We identified six candidate miRNAs coordinately regulating the three signalling pathways. Quantifying cell growth of three TNBC cell lines upon miRNA gain-of-function experiments, we characterised miR-193b as a strong and consistent repressor of proliferation. Importantly, the effects of miR-193b were stronger than chemical inhibition of the individual pathways. We further demonstrated that miR-193b induced apoptosis, repressed migration, and regulated stem-cell markers in MDA-MB-231 cells. Furthermore, miR-193b expression was the lowest in patients classified as TNBC or Basal compared to other subtypes.
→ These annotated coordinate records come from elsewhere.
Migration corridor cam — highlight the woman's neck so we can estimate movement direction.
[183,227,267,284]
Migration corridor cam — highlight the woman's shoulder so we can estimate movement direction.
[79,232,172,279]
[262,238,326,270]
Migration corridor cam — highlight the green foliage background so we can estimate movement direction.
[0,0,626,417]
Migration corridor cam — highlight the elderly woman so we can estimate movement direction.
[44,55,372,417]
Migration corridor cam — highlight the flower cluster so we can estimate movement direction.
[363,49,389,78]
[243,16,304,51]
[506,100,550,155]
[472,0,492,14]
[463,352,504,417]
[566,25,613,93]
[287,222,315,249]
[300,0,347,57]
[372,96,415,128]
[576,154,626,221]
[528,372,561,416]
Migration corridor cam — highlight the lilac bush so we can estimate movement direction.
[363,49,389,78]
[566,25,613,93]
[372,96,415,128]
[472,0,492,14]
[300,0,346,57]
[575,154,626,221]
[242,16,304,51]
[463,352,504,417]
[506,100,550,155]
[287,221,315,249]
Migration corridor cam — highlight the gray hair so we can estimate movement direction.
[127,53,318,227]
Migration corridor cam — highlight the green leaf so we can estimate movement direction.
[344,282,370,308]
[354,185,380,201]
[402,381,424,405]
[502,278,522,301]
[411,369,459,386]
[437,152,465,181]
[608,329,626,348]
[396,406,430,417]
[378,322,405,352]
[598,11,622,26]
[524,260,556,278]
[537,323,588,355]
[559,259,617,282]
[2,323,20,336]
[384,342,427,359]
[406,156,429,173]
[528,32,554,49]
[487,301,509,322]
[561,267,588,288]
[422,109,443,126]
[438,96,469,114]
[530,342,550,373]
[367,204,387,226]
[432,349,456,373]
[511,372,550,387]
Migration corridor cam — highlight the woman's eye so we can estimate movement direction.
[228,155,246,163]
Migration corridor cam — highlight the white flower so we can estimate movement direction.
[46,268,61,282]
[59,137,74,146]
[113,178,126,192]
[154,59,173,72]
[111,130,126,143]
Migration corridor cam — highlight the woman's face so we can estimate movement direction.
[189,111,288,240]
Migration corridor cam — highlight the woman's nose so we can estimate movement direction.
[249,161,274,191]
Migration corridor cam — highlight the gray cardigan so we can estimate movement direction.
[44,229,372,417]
Gene Set Enrichment Analysis showed that miR-193b expression was significantly associated with reduced activity of WNT/β-catenin and c-Met signalling pathways in TNBC patients.

Conclusions

Integrating miRNA-mediated effects and protein functions on networks, we show that miRNAs predominantly act in a coordinated fashion to activate or repress connected signalling pathways responsible for metastatic traits in TNBC. We further demonstrate that our top candidate, miR-193b, regulates these phenotypes to an extent stronger than individual pathway inhibition, thus emphasizing that its effect on TNBC aggressiveness is mediated by the coordinated repression of these functionally interconnected pathways.

Supplementary Information

The online version contains supplementary material available at 10.1186/s12885-021-08955-6.